Most of your training, if you're going to get as big and strong as your genetics will allow, needs to be while you're standing up, anyway.  If you look at the 4 things that I believe all lifters MUST do in order to gain as much muscle and strength as possible, all 4 of them involve standing lifts:

  1. squat heavy weights
  1. press heavy weights overhead
  1. pick heavy weights off the ground
  1. drag or carry heavy weights or implements for distance or time
None of the 4 things above need to involve any equipment other than just a basic barbell set.  And the truth is that you could build an impressive physique, and an even more impressive level of strength, and never buy anything other than a basic barbell set your whole life! End of discussion.  Period.
Now that I've inspired you with those words, if you want to immediately rush down to your local sporting goods store so that you can begin training at home as soon as today, here are some tips to help you get the most out of your basic barbell set, and your basic barbell training:
  • With the minimal equipment comes a (surprising) benefit. It forces you to do minimalist training, which most of us need to do anyway.  For your first few workouts, stick with two or three exercises, max.
  • Begin your workouts with a "combo" exercise that utilizes pulling, squatting, and pressing in one movement.  For instance, the classic clean and jerk requires you to clean the barbell from the ground and squat the weight, then press it overhead in whatever manner you prefer.
  • As far as exercise selection goes, here are a few ideas:
  • Front squats: front squats are a great choice for lifters who don't have a rack.  It forces you to clean the barbell on the first rep of each set, which (in my book) just means an opportunity to build more muscle.
  • Power cleans
  • Full cleans
  • Power snatches
  • Full snatches
  • Hang cleans
  • Hang snatches
  • Overhead squats
  • Deadlifts (conventional, sumo, stiff-leg, Romanian)
  • High pulls
  • Overhead presses
  • Push presses
  • Bent-over rows
  • Lunges
  • Barbell curls
  • Reverse curls
  • Floor Press
  • Those are enough exercises to get started, but after you have trained for a while, don't be afraid to get creative.  One of the best ways to do this is by combining some of the above into one exercise.  For instance, I'm fond of "sumo deadlift high pulls" and "deadlift barbell curls", but the combinations that you can come up with are almost unending.

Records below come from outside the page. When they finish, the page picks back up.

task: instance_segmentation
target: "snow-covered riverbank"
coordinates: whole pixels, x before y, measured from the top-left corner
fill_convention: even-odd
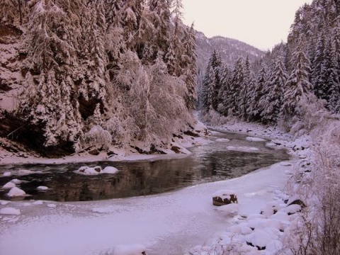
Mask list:
[[[266,135],[266,137],[274,140],[268,142],[268,146],[297,148],[301,144],[298,141],[282,140],[289,135],[280,131],[269,132],[264,128],[255,130],[245,124],[237,128],[232,131],[260,137]],[[250,129],[253,131],[246,132]],[[226,237],[231,237],[226,234],[227,230],[232,230],[229,232],[232,236],[242,232],[228,227],[234,225],[244,227],[240,236],[246,237],[250,234],[246,232],[249,219],[258,224],[264,222],[264,215],[259,214],[268,203],[275,202],[282,213],[278,214],[280,217],[263,223],[267,230],[268,227],[273,230],[276,226],[283,228],[289,225],[287,213],[287,217],[283,216],[286,212],[283,200],[287,198],[283,191],[298,160],[295,157],[235,179],[157,196],[86,203],[1,201],[0,209],[13,208],[9,212],[13,213],[0,215],[0,254],[110,254],[118,245],[142,244],[149,254],[183,254],[189,251],[215,254],[211,249],[220,249],[221,240],[225,244]],[[236,192],[238,212],[230,215],[212,205],[212,193],[220,189]],[[279,235],[277,238],[271,235],[266,242],[273,242],[276,246],[272,244],[271,249],[261,252],[274,251],[279,246],[276,242]],[[246,244],[245,239],[235,240],[241,244],[239,249],[245,249],[244,252],[258,252],[256,248]],[[20,246],[16,244],[18,243]]]

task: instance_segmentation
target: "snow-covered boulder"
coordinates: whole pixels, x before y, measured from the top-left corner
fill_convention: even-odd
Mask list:
[[[94,167],[84,166],[79,167],[78,170],[76,170],[74,172],[84,175],[96,175],[101,174],[115,174],[118,171],[118,169],[113,166],[106,166],[102,169],[101,167],[98,166]]]
[[[19,188],[13,187],[11,188],[9,192],[7,193],[7,196],[9,197],[16,197],[16,196],[24,196],[26,194],[25,191]]]
[[[230,203],[237,203],[236,193],[231,190],[221,190],[212,194],[212,204],[221,206]]]
[[[285,208],[285,211],[288,215],[291,215],[292,214],[296,212],[301,212],[301,205],[296,204],[288,205]]]
[[[4,208],[0,209],[0,214],[9,215],[19,215],[21,212],[20,210],[13,208]]]
[[[84,175],[96,175],[101,173],[101,167],[81,166],[78,170],[74,171],[74,173]]]
[[[237,203],[230,203],[219,207],[217,210],[225,212],[228,216],[234,216],[239,213],[239,205]]]
[[[17,179],[17,178],[15,178],[15,179],[13,179],[12,181],[11,181],[11,182],[13,183],[14,184],[19,185],[19,184],[21,184],[24,181],[21,181],[21,180],[19,180],[19,179]]]
[[[106,166],[103,169],[103,173],[104,174],[115,174],[118,171],[118,169],[113,166]]]
[[[12,173],[9,172],[9,171],[6,171],[6,172],[4,172],[4,174],[2,174],[2,176],[4,177],[8,177],[8,176],[11,176],[12,175]]]
[[[48,187],[46,186],[39,186],[37,188],[37,190],[38,191],[47,191],[48,189]]]
[[[263,250],[272,242],[272,238],[264,230],[255,230],[251,234],[246,236],[246,241],[247,244]]]
[[[113,249],[113,255],[147,255],[147,248],[142,244],[118,245]]]
[[[272,201],[267,203],[261,210],[261,214],[266,217],[270,217],[276,214],[280,210],[280,205],[278,203]]]
[[[9,181],[2,186],[4,189],[10,189],[16,186],[16,184]]]

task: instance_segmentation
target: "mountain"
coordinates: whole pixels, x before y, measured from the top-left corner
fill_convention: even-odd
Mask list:
[[[199,71],[205,72],[205,67],[212,51],[216,49],[220,54],[222,60],[233,67],[238,57],[246,58],[249,56],[251,62],[264,56],[266,52],[235,39],[222,36],[207,38],[202,32],[196,32],[197,42],[197,66]]]

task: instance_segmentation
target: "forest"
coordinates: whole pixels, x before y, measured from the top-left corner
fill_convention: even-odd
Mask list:
[[[196,38],[181,17],[179,0],[1,1],[4,30],[22,33],[18,107],[1,113],[21,127],[11,137],[47,156],[135,140],[149,153],[192,130]]]
[[[314,1],[295,13],[287,43],[254,63],[225,64],[218,51],[198,84],[203,117],[209,111],[246,121],[299,128],[306,107],[340,111],[340,4]],[[320,33],[320,31],[322,31]]]

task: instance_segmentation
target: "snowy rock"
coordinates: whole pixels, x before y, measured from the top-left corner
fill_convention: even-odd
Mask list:
[[[217,208],[217,210],[226,213],[227,215],[234,216],[239,212],[239,205],[237,203],[230,203],[222,205]]]
[[[0,200],[0,205],[6,205],[8,203],[9,203],[9,201],[6,201],[6,200]]]
[[[113,249],[113,255],[147,255],[147,249],[144,245],[119,245]]]
[[[259,213],[251,213],[246,217],[248,220],[254,219],[266,219],[266,216]]]
[[[89,167],[89,166],[81,166],[78,170],[74,171],[76,174],[84,174],[84,175],[96,175],[102,174],[101,166],[95,167]]]
[[[39,186],[37,188],[37,190],[38,191],[47,191],[48,189],[48,187],[46,186]]]
[[[280,241],[273,240],[267,244],[266,251],[270,254],[276,254],[279,253],[283,247],[283,246]]]
[[[7,193],[8,196],[16,197],[16,196],[23,196],[26,194],[25,191],[19,188],[13,187],[11,188],[9,192]]]
[[[285,208],[285,211],[288,215],[291,215],[292,214],[296,212],[301,212],[301,205],[296,204],[288,205]]]
[[[240,224],[229,227],[226,229],[226,231],[227,231],[228,232],[239,234],[249,234],[253,232],[253,230],[250,227],[243,226]]]
[[[259,250],[266,249],[272,239],[266,232],[261,230],[256,230],[251,234],[246,237],[246,244],[257,247]]]
[[[26,170],[26,169],[21,169],[21,170],[18,170],[18,171],[16,172],[16,174],[18,174],[18,176],[24,176],[24,175],[29,175],[32,174],[36,174],[36,173],[41,173],[41,172],[33,171],[30,170]]]
[[[251,141],[251,142],[264,142],[266,140],[259,138],[259,137],[248,137],[246,138],[247,141]]]
[[[302,208],[305,208],[306,205],[303,201],[300,199],[300,198],[297,196],[293,196],[290,197],[288,200],[287,201],[287,205],[299,205],[301,206]]]
[[[261,214],[266,217],[270,217],[276,214],[280,210],[280,205],[277,202],[270,202],[267,203],[261,210]]]
[[[37,200],[35,202],[32,203],[32,205],[42,205],[43,203],[44,203],[44,202],[42,201],[42,200]]]
[[[230,203],[237,203],[237,197],[233,191],[222,190],[212,194],[212,204],[214,205],[224,205]]]
[[[14,184],[12,182],[8,182],[7,183],[6,183],[5,185],[4,185],[2,186],[2,188],[4,188],[4,189],[10,189],[10,188],[12,188],[13,187],[16,186],[16,184]]]
[[[21,214],[20,210],[13,208],[4,208],[0,209],[0,214],[10,215],[19,215]]]
[[[14,184],[18,185],[18,184],[22,183],[23,181],[16,178],[16,179],[13,179],[12,181],[11,181],[11,182],[13,183]]]
[[[105,174],[115,174],[118,171],[118,169],[113,166],[106,166],[103,169],[103,173]]]

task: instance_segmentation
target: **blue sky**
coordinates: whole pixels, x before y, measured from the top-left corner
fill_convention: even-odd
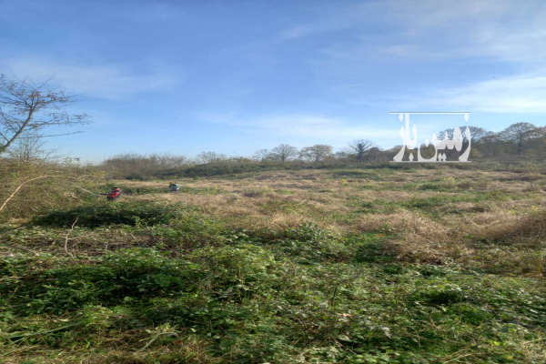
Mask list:
[[[389,111],[546,124],[546,2],[5,1],[0,73],[51,79],[93,123],[57,154],[400,143]],[[458,118],[459,117],[459,118]],[[422,139],[464,125],[418,118]]]

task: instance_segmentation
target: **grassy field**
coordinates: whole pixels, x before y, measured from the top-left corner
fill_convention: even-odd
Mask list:
[[[1,363],[546,362],[543,171],[169,182],[0,225]]]

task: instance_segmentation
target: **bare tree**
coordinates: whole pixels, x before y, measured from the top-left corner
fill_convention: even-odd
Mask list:
[[[197,155],[197,160],[199,163],[212,163],[218,162],[220,160],[228,159],[223,154],[218,154],[216,152],[201,152]]]
[[[294,158],[298,156],[298,148],[288,144],[281,144],[271,150],[271,157],[281,162]]]
[[[373,143],[369,140],[359,139],[352,142],[349,147],[354,152],[357,160],[361,162],[364,160],[366,153],[373,147]]]
[[[53,126],[81,124],[87,116],[69,115],[63,106],[73,101],[61,90],[46,84],[8,80],[0,75],[0,154],[27,133],[37,137]]]
[[[45,158],[44,142],[36,136],[29,135],[19,137],[11,147],[7,149],[10,157],[20,163],[28,163],[32,160]]]
[[[498,134],[498,136],[504,141],[515,142],[518,146],[518,154],[523,151],[523,142],[531,138],[531,132],[537,129],[537,126],[531,123],[516,123],[508,126]]]
[[[259,149],[252,156],[254,160],[260,162],[266,161],[271,157],[271,152],[268,149]]]
[[[332,147],[325,144],[316,144],[313,147],[306,147],[299,152],[302,159],[319,162],[332,155]]]

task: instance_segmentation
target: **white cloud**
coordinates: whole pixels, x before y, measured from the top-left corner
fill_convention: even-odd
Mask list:
[[[439,92],[430,105],[491,113],[546,113],[546,76],[520,75]],[[425,101],[427,103],[427,101]]]
[[[389,145],[399,138],[399,125],[392,128],[373,127],[369,122],[349,121],[310,114],[276,115],[257,118],[241,118],[233,114],[201,114],[200,118],[229,125],[250,133],[276,136],[279,140],[289,138],[299,147],[314,143],[328,143],[344,147],[354,139],[372,139],[381,145]]]
[[[9,76],[35,82],[49,80],[71,94],[106,99],[128,95],[160,91],[176,83],[165,72],[135,74],[122,65],[85,66],[58,63],[50,59],[12,58],[0,61]]]

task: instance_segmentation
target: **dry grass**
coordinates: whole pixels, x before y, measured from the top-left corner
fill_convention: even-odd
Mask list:
[[[388,248],[401,260],[479,266],[510,260],[525,266],[520,272],[542,270],[545,219],[536,211],[546,208],[546,196],[537,188],[546,185],[544,175],[448,168],[310,170],[177,182],[189,192],[133,198],[187,204],[240,228],[311,221],[339,233],[389,232],[394,238]],[[167,186],[167,181],[117,183]],[[478,247],[484,240],[490,244]],[[531,250],[508,252],[499,248],[502,241]]]

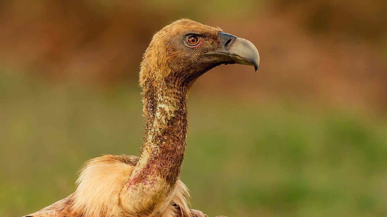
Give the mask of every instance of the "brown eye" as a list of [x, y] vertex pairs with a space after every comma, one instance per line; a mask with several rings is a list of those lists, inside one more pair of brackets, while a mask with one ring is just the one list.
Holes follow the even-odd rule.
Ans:
[[199, 38], [196, 36], [192, 36], [187, 39], [190, 45], [196, 45], [199, 42]]

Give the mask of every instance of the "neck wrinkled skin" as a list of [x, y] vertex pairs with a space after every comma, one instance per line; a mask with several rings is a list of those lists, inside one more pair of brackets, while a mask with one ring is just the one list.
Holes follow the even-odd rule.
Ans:
[[129, 185], [152, 183], [160, 177], [173, 186], [185, 152], [187, 93], [164, 84], [147, 86], [142, 93], [146, 118], [144, 141]]
[[170, 204], [185, 153], [188, 91], [154, 76], [162, 72], [146, 65], [140, 73], [146, 118], [144, 140], [121, 200], [132, 202], [123, 207], [132, 214], [156, 216]]

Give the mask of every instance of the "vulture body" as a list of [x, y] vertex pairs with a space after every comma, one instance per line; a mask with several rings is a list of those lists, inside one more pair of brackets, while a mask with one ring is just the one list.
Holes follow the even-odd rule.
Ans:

  • If you're new to at-home training, one of the benefits you will quickly discover is how frequently you can train.  (This is, of course, assuming that you enjoy training!😏).  Take advantage of this by training daily using just one-lift-per-day.  The beauty of one-lift-per-day is that you can go "all-out".  For instance, here is what a week of workouts might look like training Five-days-per-week:
    • Monday/Front Squats: 10 sets of 8 reps
    • Tuesday/Barbell Curls: Work up to a heavy single using "ramps" of 5, 3, and, finally, 1 rep. As an example, if I was going to work up to 135 lbs for a single rep, I would start with the barbell only for a set of 5, and add 5 to 10 pounds to the bar with each set, continuing to do 5s until they get really hard.  Then move on to triples, followed by the heavy singles.  I would end up doing between 8 to 12 sets total, on average.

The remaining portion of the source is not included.